Chevrolet clinched the first IndyCar manufacturers' championship battle in six years, after Ryan Briscoe won the GoPro Indy Grand Prix of Sonoma with his Team Penske Dallara-Chevy. Chevrolet supplied 15 of 27 engines to the starters in the 85-lap race on the 2.385-mile, 12-turn road course. It has won nine of the 13 IZOD IndyCar Series races.

“We congratulate Chevrolet on clinching the 2012 Manufacturers' Championship,” IndyCar CEO Randy Bernard said. “In a year that saw the debut of a new car, the return of engine competition and some of the fiercest racing this sport has seen in decades, our hats are off to Chevrolet, its teams and drivers on a job well done.”

Jim Campbell, Chevrolet's U.S. vp of performance vehicles and motorsports, said Indy car racing is integral in Chevrolet's continuing efforts to define itself as a global automotive leader. Its IZOD IndyCar Series engine, featuring direct injection, turbocharging and renewable E85 fuel, are key technologies in several Chevrolet production cars on the streets and in the design phase.

"Chevrolet is proud to race in the IZOD IndyCar Series in 2012 and honored to win the Manufacturers' Championship," Campbell said. "The key to developing the best combination of power, durability, fuel economy and driveability in the Chevrolet Indy V6 has been teamwork with the drivers, crew chiefs, team owners and our engineering partners. There is still more racing to go this season, and the team remains 100 percent focused on finishing strong.”

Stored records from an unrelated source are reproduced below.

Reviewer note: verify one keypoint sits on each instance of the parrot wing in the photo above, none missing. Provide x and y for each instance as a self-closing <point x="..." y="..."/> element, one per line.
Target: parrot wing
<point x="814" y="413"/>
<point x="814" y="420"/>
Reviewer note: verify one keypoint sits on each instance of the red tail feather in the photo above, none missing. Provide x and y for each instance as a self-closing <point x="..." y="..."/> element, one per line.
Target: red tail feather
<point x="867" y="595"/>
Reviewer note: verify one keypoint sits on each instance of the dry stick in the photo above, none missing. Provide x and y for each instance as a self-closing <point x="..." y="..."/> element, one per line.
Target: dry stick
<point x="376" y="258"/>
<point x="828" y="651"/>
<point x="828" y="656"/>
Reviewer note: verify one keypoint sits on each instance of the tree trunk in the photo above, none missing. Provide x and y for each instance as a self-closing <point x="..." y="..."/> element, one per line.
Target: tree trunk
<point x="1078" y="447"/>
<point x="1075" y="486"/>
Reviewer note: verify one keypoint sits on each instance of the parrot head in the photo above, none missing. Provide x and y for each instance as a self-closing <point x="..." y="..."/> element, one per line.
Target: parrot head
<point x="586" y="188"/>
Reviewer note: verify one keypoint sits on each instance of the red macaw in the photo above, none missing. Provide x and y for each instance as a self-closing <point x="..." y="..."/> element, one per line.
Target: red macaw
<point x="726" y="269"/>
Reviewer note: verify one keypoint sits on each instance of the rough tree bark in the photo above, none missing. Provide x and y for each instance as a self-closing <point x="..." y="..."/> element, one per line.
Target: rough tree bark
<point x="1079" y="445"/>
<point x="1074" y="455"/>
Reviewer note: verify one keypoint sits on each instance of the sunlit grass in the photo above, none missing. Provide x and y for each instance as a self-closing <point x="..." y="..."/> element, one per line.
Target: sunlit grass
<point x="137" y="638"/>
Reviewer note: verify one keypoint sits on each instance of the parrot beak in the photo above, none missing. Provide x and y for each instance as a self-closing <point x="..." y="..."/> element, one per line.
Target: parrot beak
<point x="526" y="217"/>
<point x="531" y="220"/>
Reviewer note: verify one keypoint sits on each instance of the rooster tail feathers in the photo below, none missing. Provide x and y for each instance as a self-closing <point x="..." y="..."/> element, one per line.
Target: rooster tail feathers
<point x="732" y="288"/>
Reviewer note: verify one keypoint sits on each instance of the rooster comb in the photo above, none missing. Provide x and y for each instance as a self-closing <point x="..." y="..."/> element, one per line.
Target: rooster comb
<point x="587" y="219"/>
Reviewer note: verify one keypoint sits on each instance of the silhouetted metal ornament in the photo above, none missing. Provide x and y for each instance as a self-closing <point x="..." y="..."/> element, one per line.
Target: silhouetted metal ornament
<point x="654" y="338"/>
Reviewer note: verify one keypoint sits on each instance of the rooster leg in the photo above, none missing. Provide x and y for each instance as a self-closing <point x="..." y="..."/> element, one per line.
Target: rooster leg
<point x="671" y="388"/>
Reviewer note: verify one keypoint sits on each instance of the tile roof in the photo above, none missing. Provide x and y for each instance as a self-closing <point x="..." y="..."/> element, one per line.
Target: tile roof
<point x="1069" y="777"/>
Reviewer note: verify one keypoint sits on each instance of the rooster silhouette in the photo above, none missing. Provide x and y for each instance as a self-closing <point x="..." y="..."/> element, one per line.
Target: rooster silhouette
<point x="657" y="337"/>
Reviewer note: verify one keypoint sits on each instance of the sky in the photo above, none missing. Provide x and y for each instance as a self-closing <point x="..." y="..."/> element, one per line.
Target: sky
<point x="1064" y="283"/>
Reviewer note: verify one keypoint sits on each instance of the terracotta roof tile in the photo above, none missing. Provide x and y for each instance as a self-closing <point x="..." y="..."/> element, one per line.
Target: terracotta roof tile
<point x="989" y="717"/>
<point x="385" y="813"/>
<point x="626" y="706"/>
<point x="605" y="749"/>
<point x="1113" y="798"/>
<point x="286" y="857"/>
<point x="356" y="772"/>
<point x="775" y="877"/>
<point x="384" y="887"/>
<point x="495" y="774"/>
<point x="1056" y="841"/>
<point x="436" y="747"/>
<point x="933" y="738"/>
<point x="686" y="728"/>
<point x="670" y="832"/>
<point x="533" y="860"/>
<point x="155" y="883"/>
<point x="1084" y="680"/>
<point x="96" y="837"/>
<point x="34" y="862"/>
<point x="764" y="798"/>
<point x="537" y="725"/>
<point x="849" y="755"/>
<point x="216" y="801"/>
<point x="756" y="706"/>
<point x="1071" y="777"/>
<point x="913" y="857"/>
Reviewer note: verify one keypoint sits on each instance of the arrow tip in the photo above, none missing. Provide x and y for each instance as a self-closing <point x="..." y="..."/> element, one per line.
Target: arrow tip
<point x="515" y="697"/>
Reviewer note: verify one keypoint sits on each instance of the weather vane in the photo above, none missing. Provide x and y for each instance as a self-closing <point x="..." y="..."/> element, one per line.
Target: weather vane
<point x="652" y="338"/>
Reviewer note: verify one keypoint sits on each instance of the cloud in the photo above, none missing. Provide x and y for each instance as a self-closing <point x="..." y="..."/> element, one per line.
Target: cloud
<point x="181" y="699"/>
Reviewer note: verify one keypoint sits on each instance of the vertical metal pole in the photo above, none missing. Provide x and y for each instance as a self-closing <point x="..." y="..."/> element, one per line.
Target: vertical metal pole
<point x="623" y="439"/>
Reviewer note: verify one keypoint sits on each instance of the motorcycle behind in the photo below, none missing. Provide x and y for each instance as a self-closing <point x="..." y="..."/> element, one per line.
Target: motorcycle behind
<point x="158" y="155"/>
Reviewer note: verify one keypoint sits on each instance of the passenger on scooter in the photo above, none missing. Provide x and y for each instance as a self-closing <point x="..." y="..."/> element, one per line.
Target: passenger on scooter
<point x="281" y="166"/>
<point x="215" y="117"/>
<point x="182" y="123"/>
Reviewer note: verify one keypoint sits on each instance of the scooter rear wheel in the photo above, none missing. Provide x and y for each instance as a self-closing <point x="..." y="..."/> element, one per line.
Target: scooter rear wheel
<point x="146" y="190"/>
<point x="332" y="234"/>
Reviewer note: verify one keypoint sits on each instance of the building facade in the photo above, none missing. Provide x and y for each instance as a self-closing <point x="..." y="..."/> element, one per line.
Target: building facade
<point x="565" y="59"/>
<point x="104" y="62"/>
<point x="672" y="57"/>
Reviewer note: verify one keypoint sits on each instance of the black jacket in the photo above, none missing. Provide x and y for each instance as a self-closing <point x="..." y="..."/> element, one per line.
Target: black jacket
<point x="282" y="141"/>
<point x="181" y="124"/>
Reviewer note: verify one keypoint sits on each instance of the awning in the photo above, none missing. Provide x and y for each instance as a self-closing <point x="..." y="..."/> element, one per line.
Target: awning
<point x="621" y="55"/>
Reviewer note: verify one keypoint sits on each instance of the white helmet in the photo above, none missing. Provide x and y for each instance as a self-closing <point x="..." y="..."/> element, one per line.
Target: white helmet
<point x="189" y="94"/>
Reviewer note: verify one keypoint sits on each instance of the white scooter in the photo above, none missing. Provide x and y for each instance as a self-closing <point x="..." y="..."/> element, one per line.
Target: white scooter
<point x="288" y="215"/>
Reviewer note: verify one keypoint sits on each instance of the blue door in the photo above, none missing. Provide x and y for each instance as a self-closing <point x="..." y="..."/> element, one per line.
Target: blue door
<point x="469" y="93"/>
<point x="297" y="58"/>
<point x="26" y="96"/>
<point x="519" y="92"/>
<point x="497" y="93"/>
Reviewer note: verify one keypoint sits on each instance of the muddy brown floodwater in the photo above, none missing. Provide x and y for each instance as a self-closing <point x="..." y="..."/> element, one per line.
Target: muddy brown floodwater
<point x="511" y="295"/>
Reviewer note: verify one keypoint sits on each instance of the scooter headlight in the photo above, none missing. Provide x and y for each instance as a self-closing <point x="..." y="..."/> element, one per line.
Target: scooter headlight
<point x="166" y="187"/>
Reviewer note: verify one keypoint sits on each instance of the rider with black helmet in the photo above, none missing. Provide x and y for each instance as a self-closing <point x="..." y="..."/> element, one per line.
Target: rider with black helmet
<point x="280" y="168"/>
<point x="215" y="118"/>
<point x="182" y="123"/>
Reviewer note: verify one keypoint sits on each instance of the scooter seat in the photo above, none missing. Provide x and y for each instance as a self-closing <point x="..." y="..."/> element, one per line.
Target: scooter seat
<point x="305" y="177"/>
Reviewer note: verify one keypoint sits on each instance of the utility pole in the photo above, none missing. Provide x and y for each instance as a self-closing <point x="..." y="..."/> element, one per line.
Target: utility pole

"This IZOD IndyCar Series Manufacturers' Championship for the Chevrolet IndyCar V6 engine is the culmination of a great team effort,” added Mark Kent, Chevrolet Racing director. “From concept to racetrack, Chevrolet Racing engineers, Ilmor, Hitachi, Borg Warner, our Chevy teams and others put a race and championship-winning product in place in just over a year. To reap the rewards of this dedicated effort in our first season back in IndyCar is gratifying. We are very proud of this achievement and thank everyone involved for their contributions."